Au matin , il se sentait mieux, les vapeurs des infusions et des cataplasmes s'étaient dissipées. Il traînait seul sous l'arbre à palabre, tout le monde dormait encore. Un besoin urgent le poussa aux abords de la forêt quand des cris l'ont attiré plus avant.
Dans une clairière où quelques rochers distillaient une douce chaleur, près d'une cascade, une bande de singes semblaient être en gai conciliabule, mêmes gestes que la veille : tapes dans le dos, sur les cuisses, rires, grognements de plaisir.
Il en était là de son observation quand derrière lui, Marrumbobo Kiriwiwi, Sorcier de l'Hilarité vint lui mettre le bras sur l'épaule. Dans son langage simple cet homme à la belle prestance lui raconta alors les secrets du rire.
Bonobos, singes et humains sont les seuls à posséder en commun deux petits muscles sur les joues qui leurs permettent de rire : le petit et le grand zygomatique.
Henry de Bläghues eut tôt fait de rentrer au pays, après avoir remercié ses hôtes pour leur hospitalité, rentré à son château par le chemin le plus court , il descendit aux oubliettes où Maître Oceanis Merlus bientôt sénile tâtonnais encore à la recherche du Golem qui rit, il se mit de suite à l'ouvrage.
Sur un large parchemin, il dessina la planche anatomique N°1 que voici.
Nous pouvons noter que le Golem devait avoir pour rire les muscles nécessaires à ce noble exercice.
Ayant ramené dans ses bagages des pains de latex, une sève d'hévéa encore méconnue en 1259 (son périple avait bien duré 12 ans) il donna les consignes à son alchimiste de Merlus d'en faire quatre bandes élastiques sur les joues du prochain Golem.
Constatons qu'il les nomma : Zygautomatiques.
C'est ainsi qu'il finit ses jours entouré de riants personnages, car, fort de son expérience il ne s'est pas contenté d'un seul Golem.

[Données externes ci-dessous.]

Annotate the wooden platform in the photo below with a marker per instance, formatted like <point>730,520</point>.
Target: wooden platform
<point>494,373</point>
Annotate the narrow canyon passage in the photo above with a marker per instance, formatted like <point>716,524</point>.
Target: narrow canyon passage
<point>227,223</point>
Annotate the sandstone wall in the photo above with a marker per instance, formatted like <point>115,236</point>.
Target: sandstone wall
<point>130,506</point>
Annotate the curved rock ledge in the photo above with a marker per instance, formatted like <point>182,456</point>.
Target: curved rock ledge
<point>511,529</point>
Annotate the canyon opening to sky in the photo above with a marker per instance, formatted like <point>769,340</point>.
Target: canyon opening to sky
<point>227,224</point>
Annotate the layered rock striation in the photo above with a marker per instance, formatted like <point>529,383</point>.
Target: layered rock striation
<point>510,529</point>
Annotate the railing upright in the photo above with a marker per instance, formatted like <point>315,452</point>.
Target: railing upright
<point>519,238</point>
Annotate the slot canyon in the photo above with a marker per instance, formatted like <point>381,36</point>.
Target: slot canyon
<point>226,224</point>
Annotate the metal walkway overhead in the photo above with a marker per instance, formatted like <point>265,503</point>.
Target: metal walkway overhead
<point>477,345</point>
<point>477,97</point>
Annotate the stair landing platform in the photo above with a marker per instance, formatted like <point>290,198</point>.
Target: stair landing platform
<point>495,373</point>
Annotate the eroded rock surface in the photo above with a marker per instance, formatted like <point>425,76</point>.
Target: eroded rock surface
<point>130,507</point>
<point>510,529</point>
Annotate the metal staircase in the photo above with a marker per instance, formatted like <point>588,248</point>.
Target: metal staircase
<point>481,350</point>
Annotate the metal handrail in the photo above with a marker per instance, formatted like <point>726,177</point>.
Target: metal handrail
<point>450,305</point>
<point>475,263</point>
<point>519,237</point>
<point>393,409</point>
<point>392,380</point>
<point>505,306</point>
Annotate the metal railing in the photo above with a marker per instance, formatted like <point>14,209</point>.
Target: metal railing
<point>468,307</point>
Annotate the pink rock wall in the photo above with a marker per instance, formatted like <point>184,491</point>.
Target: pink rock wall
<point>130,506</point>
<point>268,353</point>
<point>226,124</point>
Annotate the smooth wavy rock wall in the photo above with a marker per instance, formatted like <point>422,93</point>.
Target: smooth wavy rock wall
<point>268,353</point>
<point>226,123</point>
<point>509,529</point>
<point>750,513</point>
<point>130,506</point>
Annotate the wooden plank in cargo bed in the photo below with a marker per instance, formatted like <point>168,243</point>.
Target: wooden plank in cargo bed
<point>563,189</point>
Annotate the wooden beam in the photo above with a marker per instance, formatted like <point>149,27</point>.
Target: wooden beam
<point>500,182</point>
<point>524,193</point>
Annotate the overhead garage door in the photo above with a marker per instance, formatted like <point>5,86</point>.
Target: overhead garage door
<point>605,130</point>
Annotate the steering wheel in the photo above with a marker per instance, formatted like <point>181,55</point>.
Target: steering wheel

Il en fit faire des grands, des petits, des gros, des mâles, des femelles, des beaux, des laids, au long ou petit nez.
Ils finirent par se reproduire, s'échapper du château et prendre le large dans le royaume, les uns sur des tréteaux à jouer la comédie, d'autres sur des pistes à faire les clowns, dans des lucarnes magiques à conter des sornettes.
De nos jours lorsqu'une bande de joyeux lurons, drilles en goguette troublent le sommeil du bourgeois fatigué, celui-ci ouvre son volet pour leur crier :
« Allez jouer ailleurs bande de Zigautos ! »
Abréviation facile de la géniale invention de Henry de Bläghues : le « zygautomatique ».
PF le 8 novembre 2012 pour le jeu de l'Arbre à Mots hébergé par La Sardine avec un mot de Jill Bill : « Zygauto ».
N.B. : Ce récit n'est en aucune manière un document de référence pour de futurs carabins, tout lecteur averti aura de lui-même rectifié les incohérences introduites par l'auteur à de simples fins de jeux et d'artifices.